Relationship-specific traits meanwhile account for almost half (45 per cent) of all variance in the quality of a relationship, according to the study.
“The surprising part is that once you have all the relationship-specific data in hand, the individual differences fade into the background,” Joel added.
The traits that count
Although the research showed individual variables were far less important than relationship variables, some still ranked higher than others.
Life satisfaction was the number one individual variable, followed by negative affect, depression or feelings of hopelessness, attachment anxiety and attachment avoidance.
For relationship-based variables, perceived partner commitment was the most important factor, followed by appreciation, sexual satisfaction, perceived partner satisfaction and conflict.
"The dynamic that you build with someone — the shared norms, the in-jokes, the shared experiences — is so much more than the separate individuals who make up that relationship," Joel said.
Can AI really predict love?
And while relationship science – which takes into consideration psychology, sociology, economics, family studies and communication – is an established science, there are questions over whether AI can be used to predict future events.
The Western University machine learning study on relationships even concedes “none of these variables could predict whose relationship quality would increase versus decrease over time”.
Meanwhile, early evidence suggests machine learning models that have been trained on human interactions are performing poorly due to some of the erratic human behaviour to emerge from COVID-19.
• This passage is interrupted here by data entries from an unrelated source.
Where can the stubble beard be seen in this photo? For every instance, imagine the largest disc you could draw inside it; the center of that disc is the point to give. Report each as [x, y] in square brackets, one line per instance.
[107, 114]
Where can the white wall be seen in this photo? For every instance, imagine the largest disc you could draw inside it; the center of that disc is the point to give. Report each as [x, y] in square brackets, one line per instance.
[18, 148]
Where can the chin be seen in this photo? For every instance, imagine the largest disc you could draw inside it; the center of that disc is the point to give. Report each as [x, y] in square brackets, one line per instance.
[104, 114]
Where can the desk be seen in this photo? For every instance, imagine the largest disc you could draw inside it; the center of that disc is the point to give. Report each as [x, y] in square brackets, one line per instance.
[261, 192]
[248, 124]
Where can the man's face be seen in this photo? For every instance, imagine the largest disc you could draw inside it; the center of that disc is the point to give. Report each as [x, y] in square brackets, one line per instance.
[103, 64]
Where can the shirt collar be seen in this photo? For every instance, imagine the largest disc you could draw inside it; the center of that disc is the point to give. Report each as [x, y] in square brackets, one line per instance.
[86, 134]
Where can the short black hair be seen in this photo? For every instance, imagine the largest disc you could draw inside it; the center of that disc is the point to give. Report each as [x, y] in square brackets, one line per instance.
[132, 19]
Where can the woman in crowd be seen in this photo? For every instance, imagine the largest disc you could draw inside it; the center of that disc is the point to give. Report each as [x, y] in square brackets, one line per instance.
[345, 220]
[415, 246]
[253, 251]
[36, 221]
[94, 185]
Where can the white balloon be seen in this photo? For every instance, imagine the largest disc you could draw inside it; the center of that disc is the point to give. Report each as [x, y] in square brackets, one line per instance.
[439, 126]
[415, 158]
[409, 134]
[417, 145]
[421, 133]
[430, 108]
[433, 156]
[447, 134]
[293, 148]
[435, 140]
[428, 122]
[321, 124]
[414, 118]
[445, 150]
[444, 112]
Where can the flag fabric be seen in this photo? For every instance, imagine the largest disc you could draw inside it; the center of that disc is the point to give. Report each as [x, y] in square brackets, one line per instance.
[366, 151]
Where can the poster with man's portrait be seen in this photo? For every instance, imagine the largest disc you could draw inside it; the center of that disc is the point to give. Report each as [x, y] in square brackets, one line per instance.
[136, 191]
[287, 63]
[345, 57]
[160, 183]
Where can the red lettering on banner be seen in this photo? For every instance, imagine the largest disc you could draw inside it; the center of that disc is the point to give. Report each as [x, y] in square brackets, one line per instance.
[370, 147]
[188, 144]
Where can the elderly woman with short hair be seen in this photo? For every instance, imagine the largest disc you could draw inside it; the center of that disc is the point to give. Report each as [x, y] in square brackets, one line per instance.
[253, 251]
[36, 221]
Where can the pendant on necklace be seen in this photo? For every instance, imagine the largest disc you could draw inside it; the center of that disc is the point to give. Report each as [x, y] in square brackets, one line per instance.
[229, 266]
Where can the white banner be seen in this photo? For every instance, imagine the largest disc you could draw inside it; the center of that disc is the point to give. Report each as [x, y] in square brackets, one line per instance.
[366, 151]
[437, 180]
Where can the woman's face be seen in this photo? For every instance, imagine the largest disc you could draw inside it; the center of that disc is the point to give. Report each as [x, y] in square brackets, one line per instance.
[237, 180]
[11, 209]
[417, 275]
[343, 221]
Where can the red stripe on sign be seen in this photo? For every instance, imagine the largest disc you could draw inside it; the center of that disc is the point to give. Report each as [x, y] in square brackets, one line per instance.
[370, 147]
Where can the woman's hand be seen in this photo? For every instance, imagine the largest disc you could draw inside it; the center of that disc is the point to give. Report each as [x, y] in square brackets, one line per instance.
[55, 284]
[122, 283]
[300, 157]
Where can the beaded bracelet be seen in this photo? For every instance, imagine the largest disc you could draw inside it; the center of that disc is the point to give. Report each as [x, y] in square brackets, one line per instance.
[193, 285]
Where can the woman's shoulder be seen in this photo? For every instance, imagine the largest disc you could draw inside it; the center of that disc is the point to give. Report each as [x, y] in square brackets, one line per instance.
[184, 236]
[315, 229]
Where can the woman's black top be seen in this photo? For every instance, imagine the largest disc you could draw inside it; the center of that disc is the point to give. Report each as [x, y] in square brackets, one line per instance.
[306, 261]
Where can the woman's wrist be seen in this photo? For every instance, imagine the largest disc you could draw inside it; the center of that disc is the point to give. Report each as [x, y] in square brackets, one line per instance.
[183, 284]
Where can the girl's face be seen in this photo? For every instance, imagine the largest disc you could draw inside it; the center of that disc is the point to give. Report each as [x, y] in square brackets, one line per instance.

“If a machine learning system doesn’t see what it’s expecting to see, then you will have problems,” behavioural analytics company Featurespace founder David Excell told MIT Technology Review.
“The world has changed, and the data has changed.”
However, there is some evidence to suggest AI is capable of successfully predicting relationship outcomes.
A 2017 study by researchers from the University of Southern California trained a machine learning algorithms to learn the relationship between tone of voice and relationships.
The algorithm then analysed video recordings of couple’s therapy sessions and was asked to predict the outcome.
It was correct 79.3 per cent of the time, while human psychological experts only managed to accurately predict the outcome in 75.6 per cent of cases.